Starbucks’ new CEO visits China

As Elon Musk visited China to fanfare last week, new Starbucks CEO Laxman Narasimhan was quietly making his own China tour.

The trip marks Narasimhan’s first outside of North America since assuming the role in March this year. Narasimhan visited stores in Beijing and Shanghai, where he met with “partners” (Starbucks’ term for employees).

Highlights included a coffee-tasting workshop given in sign language and a visit to the Starbucks Coffee Innovation Park, which is set to open later this year. The Coffee Innovation Park, located in Kunshan near Shanghai, is the company’s largest manufacturing investment outside of the US.

As a new addition to Starbucks’ senior leadership, Narasimhan used the trip as a chance to forge personal connections with staff on the ground in China. Focussing on the “limitless” possibilities in the Chinese market, he praised the passion of the partners, “I come with a great deal of respect…it’s amazing to see what you have done with coffee culture.”

He also acknowledged the work of Belinda Wong, CEO of Starbucks China, saying “I know what you and our China partners have been through over the last three years… thank you for remaining courageous.”

Narasimhan will have work his work cut out for him. Starbucks’ financial report for the first quarter of 2023 showed its revenue in mainland China fell by 31% year-on-year, spurring the question “Why don’t the post-90 generation drink Starbucks?” to appear as a trending topic on Weibo, China’s Twitter equivalent.

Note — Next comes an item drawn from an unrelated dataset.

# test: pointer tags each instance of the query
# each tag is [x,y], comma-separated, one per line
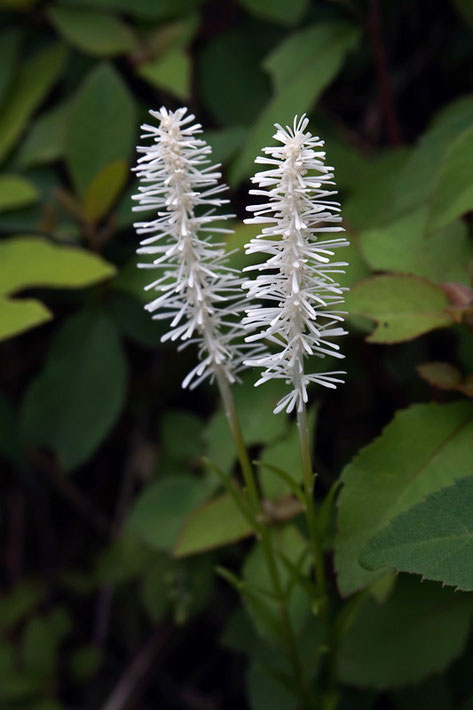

Starbucks is no longer the status symbol it used to be in China, with its once glitzy-seeming huge glass storefronts now looking dated next to “new Chinese-style” teahouses and coffee shops. On top of that, Starbucks is more expensive than many other chains in China, but with no step up in quality.

In a bid to keep up with domestic chains like Luckin which churn out new menu options regularly, Starbucks finally brought its famous Pink Drink to mainland China in May. But to hit the target of 9,000 stores by 2025, the company may have to do more to keep China’s Gen Z and millennial coffee drinkers interested.